MB- Tell me about the clubhouse after the clinch in Atlanta– it looked crazy.

DK- The clinch was a great night. The guys were really enjoying themselves, and I tried to work through all the beer and Champagne so that everyone back home could hear from all the players and staffers. I’m glad fans seemed to enjoy it.
kolko_wrongpipe

MB- A few one-word questions: Apple or Android?

DK- Apple, for sure

MB- Chocolate or Vanilla?

DK- Chocolate, for sure

MB- Window or aisle seat?

DK- Window seat, for sure. (But I get an aisle seat on the team charter flight.)

MB- Beach vacation or ski vacation?

DK- Beach, without a doubt. Love the beach.

MB- Favorite ballpark?

DK- On the road, I love AT&T Park in San Francisco, Safeco Field in Seattle, PNC Park in Pittsburgh and Wrigley Field in Chicago.
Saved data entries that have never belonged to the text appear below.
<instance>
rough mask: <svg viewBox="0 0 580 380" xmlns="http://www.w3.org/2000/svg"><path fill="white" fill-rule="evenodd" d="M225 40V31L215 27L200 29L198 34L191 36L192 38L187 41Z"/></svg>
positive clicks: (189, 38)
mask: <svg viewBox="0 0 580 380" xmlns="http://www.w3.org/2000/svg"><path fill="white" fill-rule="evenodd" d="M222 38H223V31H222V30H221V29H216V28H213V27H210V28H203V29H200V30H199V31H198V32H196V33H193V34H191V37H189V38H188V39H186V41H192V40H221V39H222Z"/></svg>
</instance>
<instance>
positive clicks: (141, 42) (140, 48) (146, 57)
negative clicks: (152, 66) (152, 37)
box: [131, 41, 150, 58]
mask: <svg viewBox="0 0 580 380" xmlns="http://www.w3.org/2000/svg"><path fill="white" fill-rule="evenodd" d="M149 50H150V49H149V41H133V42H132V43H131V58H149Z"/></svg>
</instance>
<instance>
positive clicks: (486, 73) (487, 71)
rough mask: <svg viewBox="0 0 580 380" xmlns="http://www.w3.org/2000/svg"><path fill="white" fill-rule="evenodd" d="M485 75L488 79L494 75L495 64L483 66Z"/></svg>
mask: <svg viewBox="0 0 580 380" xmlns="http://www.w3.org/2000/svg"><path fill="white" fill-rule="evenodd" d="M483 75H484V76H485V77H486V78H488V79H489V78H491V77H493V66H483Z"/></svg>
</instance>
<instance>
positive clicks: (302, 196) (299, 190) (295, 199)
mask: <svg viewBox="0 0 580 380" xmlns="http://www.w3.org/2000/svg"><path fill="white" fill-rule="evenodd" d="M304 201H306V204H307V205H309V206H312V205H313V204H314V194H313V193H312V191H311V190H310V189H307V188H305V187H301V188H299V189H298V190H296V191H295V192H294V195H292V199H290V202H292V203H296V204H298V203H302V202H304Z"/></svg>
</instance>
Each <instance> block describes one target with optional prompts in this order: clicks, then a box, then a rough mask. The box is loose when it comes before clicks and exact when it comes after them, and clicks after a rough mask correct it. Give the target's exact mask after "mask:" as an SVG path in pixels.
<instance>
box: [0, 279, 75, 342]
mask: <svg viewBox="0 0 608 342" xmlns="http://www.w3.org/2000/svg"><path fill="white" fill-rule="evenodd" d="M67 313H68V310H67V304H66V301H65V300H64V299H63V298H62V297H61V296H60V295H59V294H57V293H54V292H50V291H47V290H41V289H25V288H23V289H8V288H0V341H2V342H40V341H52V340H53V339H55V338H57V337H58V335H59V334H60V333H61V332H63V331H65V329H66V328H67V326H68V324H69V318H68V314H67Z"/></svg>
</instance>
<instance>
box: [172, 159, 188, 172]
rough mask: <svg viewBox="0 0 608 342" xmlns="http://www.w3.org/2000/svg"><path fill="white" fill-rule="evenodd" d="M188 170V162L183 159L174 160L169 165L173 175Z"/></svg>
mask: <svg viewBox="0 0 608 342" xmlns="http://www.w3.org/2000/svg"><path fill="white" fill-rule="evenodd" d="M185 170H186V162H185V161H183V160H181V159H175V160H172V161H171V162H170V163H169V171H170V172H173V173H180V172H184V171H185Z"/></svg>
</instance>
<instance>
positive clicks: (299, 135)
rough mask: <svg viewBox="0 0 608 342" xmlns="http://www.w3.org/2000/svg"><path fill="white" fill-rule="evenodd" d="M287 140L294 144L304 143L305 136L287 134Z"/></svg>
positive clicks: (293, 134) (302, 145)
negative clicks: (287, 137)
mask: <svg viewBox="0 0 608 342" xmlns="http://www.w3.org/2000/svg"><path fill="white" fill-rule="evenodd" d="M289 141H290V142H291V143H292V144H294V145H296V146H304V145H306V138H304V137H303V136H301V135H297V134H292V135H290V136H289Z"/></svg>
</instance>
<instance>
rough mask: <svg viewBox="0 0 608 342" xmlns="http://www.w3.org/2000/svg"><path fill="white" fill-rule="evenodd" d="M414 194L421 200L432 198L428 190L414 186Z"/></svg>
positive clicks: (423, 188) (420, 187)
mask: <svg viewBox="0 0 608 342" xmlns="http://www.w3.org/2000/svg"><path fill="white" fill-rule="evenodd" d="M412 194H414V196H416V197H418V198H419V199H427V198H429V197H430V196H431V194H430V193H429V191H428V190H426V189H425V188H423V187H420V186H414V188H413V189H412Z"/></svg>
Tough for me to pick just one.

MB- Favorite food to order at a game?

DK- I’ve always loved nachos, but there’s something about a ballpark hot dog for me.

MB- Favorite TV show?

DK- I’ll give two TV shows I absolutely love: The Wire and Seinfeld.

MB- Is there a wrong pipe?

DK- We all know the answer to this one, right?

Thanks to Dan Kolko for this really great interview.  It’s a great way to celebrate the fact that there are only 10 days until Pitchers and Catchers report!  Max the dog is happy about that!